GAR initially responded to Greenpeace’s charges by commissioning reports and issuing press releases denying the group’s allegations. However in negotiations brokered by The Forest Trust, another environmental NGO, GAR sat down with Greenpeace and in often tense meetings hammered out an agreement that set forth guidelines for operating the company without contributing to deforestation.

When GAR’s new guidelines were announced in 2011, many observers, including Greenpeace, hailed the commitments as setting a new standard in sustainable palm oil production. Besides committing not to plant on any land that was primary forest, GAR agreed to tough bans on cultivating palms on high carbon stock (HCS) forest and peat land—commitments that made the company a leader in the fight against deforestation. The company also agreed to third-party verification of its operations. Both Nestlé and Unilever returned as customers.

GAR and Greenpeace hoped that GAR’s commitments would spur other companies and environmental groups to embrace higher standards. But in 2013, obstacles to this goal remained. The Roundtable for Sustainable Palm Oil (RSPO), an industry group of producers and palm oil customers, was promulgating a "sustainable" palm oil standard that Greenpeace and other environmentalists believed would allow substantial deforestation. Worse still, the supply of RSPO-certified sustainable palm oil was greater than the demand for this product.

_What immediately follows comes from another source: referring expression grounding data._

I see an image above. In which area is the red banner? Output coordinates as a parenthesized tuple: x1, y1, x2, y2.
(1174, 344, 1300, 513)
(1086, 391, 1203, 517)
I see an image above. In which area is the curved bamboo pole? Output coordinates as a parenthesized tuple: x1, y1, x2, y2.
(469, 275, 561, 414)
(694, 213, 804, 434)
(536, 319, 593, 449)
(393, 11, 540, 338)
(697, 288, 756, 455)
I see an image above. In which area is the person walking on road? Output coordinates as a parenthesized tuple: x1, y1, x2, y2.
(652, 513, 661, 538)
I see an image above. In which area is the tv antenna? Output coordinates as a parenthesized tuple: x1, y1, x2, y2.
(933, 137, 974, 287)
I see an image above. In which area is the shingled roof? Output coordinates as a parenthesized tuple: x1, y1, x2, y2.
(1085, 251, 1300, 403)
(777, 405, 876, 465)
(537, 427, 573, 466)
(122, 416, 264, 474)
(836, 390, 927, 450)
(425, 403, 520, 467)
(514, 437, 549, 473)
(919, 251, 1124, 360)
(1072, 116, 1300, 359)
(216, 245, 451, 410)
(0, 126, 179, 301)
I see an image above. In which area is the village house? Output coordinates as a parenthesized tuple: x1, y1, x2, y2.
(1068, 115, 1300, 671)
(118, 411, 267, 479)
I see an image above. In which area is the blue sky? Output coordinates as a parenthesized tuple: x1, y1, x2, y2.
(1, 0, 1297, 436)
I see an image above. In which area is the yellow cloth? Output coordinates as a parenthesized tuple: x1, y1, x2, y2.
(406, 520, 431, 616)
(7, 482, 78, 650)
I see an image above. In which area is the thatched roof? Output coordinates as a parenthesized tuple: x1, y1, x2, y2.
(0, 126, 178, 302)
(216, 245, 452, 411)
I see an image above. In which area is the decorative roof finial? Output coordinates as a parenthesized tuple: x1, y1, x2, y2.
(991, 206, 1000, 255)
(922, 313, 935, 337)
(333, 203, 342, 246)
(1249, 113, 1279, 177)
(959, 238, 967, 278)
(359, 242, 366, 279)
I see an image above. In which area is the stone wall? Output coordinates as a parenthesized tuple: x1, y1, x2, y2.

Meanwhile, the Indonesian government was trying hard to balance environmental concerns with economic development. Palm oil was an important economic lever in rural development. To better accommodate the interest of small palm oil farmers, the Indonesian government created its own certification organization, the ISPO, which many argued had even lower standards than the RSPO. Local communities within Indonesia had a mixed relationship with large palm oil companies. On one hand some were resistant to letting plantations set aside land for conservation, since they wanted to maximize opportunities for small farmers. On the other hand, many communities had been in conflict with the companies since their concessions abrogated traditional land claims.

GAR was proud of its position as a sustainable palm oil company, but the company had to consider its commitments in light of the competitive and regulatory environment of the countries in which it operated. The company’s leadership had described the agreement with Greenpeace as important, but argued that the compact had not significantly altered the way the company did business, since the company "had sustainability in its blood." GAR also downplayed the importance of the differences among the standards to which it had committed with Greenpeace, those promulgated by the RSPO, and those that were being considered by ISPO. Company officials described each standard-setting organization as a forum where ideas could be shared and a consensus forged. GAR had committed to having all of its palm oil certified by the RSPO by 2015 and participating in the organization’s discussions. It was working with the Indonesian government to frame the requirements for ISPO.

But would GAR’s conciliatory approach to working with so many groups be sufficient to satisfy all of the stakeholders? Or would the company have to take sides in an environment where groups held such markedly different positions?